Yeah, if you don't need to find a way to express this in DWARF, then adding a 
type to RestoreType would be very simple.  lldb maps all the different unwind 
sources (debug_frame, eh_frame, arm index, compact unwind, assembly instruction 
scanning) into its internal intermediate representation (UnwindPlan) - so if 
you had an assembly-scanning unwind implementation for your target, you could 
add the appropriate RestoreType's.  There are also architectural default unwind 
plans that are provided by the ABI plugin, both a default one (usually 
appropriate for frames up the stack) and an unwind plan that is valid at the 
first instruction of a function.  These are good starting points for a new 
port, where you won't step through the prologue/epilogue correctly, but once 
you're in the middle of a function they can do a correct unwind on most 
architectures.

J

> On Mar 5, 2019, at 12:09 AM, Thomas Goodfellow <thomas.goodfel...@gmail.com> 
> wrote:
> 
> Hi Jason
> 
> Thanks for the advice - I've been surprised overall how capable DWARF
> expressions are so wouldn't have been surprised to learn that there is
> also a category of pseudo-variables (not that I can think of any
> others, or other circumstances where it would be useful: the usual
> combined code/data stack is ubiquitous).

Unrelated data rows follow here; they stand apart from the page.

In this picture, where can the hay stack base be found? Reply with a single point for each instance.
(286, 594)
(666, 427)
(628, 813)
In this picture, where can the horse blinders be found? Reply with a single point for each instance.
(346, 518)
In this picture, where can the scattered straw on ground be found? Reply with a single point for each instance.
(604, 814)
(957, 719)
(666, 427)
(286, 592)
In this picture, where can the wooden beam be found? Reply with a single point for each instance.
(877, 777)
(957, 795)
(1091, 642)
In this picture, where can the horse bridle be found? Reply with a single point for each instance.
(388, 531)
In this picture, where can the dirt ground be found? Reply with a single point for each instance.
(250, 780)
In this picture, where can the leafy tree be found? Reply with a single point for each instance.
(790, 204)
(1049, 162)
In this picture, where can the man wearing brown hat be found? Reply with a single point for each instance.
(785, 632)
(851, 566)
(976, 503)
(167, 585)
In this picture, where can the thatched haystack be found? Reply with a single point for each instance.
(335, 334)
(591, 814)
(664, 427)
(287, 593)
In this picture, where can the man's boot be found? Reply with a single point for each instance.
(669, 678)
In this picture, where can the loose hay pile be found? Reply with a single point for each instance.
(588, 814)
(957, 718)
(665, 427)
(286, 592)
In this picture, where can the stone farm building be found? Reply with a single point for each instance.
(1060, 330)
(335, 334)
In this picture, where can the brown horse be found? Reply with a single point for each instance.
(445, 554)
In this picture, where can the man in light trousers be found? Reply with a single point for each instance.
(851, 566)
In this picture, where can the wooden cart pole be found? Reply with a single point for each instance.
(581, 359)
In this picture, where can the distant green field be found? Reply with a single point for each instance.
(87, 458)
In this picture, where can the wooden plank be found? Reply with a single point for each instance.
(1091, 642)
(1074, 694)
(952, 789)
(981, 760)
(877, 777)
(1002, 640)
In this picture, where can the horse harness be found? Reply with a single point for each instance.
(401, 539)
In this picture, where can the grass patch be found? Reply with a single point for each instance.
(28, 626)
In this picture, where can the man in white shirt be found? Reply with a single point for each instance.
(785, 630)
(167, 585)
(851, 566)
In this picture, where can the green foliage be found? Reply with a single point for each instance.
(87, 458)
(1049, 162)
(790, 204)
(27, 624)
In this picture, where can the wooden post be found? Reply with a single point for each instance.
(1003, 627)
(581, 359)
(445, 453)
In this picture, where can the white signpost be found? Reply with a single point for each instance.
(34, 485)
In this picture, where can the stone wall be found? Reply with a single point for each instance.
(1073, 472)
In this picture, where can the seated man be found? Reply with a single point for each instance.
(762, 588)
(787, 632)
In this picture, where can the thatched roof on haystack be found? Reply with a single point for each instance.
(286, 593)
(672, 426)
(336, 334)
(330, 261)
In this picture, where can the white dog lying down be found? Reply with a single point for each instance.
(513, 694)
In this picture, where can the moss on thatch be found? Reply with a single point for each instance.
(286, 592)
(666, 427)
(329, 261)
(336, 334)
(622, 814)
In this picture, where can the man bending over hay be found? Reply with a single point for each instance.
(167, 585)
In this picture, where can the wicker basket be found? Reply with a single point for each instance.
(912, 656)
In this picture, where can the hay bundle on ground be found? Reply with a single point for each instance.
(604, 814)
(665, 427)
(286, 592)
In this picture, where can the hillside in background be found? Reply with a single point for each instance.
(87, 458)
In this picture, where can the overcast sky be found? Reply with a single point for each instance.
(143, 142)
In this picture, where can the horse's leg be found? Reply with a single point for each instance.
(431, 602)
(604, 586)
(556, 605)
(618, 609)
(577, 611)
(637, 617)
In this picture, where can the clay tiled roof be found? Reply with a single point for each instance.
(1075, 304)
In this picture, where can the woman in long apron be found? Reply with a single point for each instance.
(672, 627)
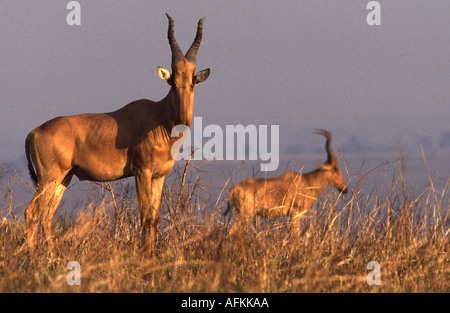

The RestoreType suggestion is
> interesting as it might be a less-intrusive change.
> 
> Cheers,
> Tom
> 
> On Mon, 4 Mar 2019 at 22:05, Jason Molenda <jmole...@apple.com> wrote:
>> 
>> Hi Tom, interesting problem you're working on there.
>> 
>> I'm not sure any of the DWARF expression operators would work here.  You 
>> want to have an expression that works for a given frame, saying "to find the 
>> caller's pc value, look at the saved-pc stack, third entry from the bottom 
>> of that stack."  But that would require generating a different DWARF 
>> expression for the frame each time it shows up in a backtrace - which is 
>> unlike lldb's normal design of having an UnwindPlan for a function which is 
>> computed once and reused for the duration of the debug session.
>> 
>> I supposed you could add a user-defined DW_OP which means "get the current 
>> stack frame number" and then have your expression deref the emulated 
>> saved-pc stack to get the value?
>> 
>> lldb uses an intermediate representation of unwind information (UnwindPlan) 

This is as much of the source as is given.